Chaudhuri Kamalika, Hsu Daniel
University of California, San Diego, 9500 Gilman Drive #0404, La Jolla, CA 92093-0404.
Microsoft Research New England, One Memorial Drive, Cambridge, MA 02142.
JMLR Workshop Conf Proc. 2011;2011:155-186.
This work studies the problem of privacy-preserving classification - namely, learning a classifier from sensitive data while preserving the privacy of individuals in the training set. In particular, the learning algorithm is required in this problem to guarantee differential privacy, a very strong notion of privacy that has gained significant attention in recent years. A natural question to ask is: what is the sample requirement of a learning algorithm that guarantees a certain level of privacy and accuracy? We address this question in the context of learning with infinite hypothesis classes when the data is drawn from a continuous distribution. We first show that even for very simple hypothesis classes, any algorithm that uses a finite number of examples and guarantees differential privacy must fail to return an accurate classifier for at least some unlabeled data distributions. This result is unlike the case with either finite hypothesis classes or discrete data domains, in which distribution-free private learning is possible, as previously shown by Kasiviswanathan et al. (2008). We then consider two approaches to differentially private learning that get around this lower bound. The first approach is to use prior knowledge about the unlabeled data distribution in the form of a reference distribution chosen independently of the sensitive data. Given such a reference , we provide an upper bound on the sample requirement that depends (among other things) on a measure of closeness between and the unlabeled data distribution. Our upper bound applies to the non-realizable as well as the realizable case. The second approach is to relax the privacy requirement, by requiring only label-privacy - namely, that the only labels (and not the unlabeled parts of the examples) be considered sensitive information. An upper bound on the sample requirement of learning with label privacy was shown by Chaudhuri et al. (2006); in this work, we show a lower bound.

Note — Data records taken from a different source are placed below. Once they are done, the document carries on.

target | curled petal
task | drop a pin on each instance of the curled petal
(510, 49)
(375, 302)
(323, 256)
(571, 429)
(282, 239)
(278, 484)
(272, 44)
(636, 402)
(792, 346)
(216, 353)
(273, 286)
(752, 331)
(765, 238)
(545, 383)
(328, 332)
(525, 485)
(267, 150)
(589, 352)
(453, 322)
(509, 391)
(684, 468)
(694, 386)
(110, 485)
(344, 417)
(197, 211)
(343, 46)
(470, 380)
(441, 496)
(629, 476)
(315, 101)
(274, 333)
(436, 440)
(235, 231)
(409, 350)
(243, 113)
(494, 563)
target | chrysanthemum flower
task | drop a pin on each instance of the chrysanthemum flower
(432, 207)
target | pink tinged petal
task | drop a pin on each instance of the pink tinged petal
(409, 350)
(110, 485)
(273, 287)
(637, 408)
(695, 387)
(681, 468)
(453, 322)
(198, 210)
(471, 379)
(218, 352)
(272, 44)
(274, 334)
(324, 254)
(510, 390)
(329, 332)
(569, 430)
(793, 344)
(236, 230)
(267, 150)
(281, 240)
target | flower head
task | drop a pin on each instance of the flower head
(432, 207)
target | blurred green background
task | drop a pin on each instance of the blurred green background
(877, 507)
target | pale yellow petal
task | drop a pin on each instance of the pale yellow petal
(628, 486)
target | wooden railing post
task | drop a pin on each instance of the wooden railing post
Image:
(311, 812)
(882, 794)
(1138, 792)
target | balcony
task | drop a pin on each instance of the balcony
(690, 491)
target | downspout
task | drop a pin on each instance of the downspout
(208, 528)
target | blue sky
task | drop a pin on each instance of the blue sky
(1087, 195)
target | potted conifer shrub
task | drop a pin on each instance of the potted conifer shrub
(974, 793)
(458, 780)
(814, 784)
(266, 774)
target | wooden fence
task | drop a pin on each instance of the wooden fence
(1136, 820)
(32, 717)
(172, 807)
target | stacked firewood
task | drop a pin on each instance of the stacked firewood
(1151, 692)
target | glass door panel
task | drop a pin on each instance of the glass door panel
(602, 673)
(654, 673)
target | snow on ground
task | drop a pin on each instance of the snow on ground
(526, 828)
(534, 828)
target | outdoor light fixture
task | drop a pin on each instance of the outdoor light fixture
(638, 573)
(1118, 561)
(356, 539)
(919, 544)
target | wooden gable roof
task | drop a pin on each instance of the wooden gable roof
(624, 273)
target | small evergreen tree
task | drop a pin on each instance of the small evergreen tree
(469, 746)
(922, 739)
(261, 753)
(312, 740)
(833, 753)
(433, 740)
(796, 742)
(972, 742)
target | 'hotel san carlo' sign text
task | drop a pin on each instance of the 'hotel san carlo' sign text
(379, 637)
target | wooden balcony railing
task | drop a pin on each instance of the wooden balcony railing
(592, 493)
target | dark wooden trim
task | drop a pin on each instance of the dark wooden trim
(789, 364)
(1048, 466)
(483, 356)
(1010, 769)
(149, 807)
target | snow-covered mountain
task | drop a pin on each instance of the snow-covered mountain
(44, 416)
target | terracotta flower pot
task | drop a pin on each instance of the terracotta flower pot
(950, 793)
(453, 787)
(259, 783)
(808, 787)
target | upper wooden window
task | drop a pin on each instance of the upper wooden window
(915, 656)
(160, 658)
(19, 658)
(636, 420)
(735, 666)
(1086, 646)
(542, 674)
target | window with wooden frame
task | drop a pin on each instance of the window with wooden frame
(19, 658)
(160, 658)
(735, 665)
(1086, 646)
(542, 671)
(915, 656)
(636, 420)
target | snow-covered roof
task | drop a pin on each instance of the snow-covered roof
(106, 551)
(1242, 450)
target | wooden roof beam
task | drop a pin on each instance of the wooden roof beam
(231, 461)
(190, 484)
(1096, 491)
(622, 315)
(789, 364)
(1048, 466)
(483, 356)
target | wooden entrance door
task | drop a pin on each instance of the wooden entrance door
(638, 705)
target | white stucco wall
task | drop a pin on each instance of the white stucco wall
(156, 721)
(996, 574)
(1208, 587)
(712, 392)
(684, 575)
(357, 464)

这项工作研究了隐私保护分类问题——即在保护训练集中个体隐私的同时,从敏感数据中学习分类器。具体而言,该问题要求学习算法保证差分隐私,这是近年来备受关注的一种非常强的隐私概念。一个自然要问的问题是:保证一定隐私水平和准确性的学习算法的样本需求是什么?我们在数据从连续分布中抽取且假设类无穷的学习背景下解决这个问题。我们首先表明,即使对于非常简单的假设类,任何使用有限数量示例并保证差分隐私的算法,对于至少一些未标记数据分布,必定无法返回准确的分类器。这个结果与有限假设类或离散数据域的情况不同,在有限假设类或离散数据域中,如Kasiviswanathan等人(2008年)先前所示,无分布的隐私学习是可能的。然后,我们考虑两种规避此下限的差分隐私学习方法。第一种方法是使用关于未标记数据分布的先验知识,形式为独立于敏感数据选择的参考分布。给定这样一个参考,我们给出样本需求的上限,该上限(除其他因素外)取决于参考分布与未标记数据分布之间的接近程度度量。我们的上限适用于不可实现以及可实现的情况。第二种方法是通过仅要求标签隐私来放宽隐私要求——即,仅将标签(而不是示例的未标记部分)视为敏感信息。Chaudhuri等人(2006年)给出了具有标签隐私的学习的样本需求上限;在这项工作中,我们给出了下限。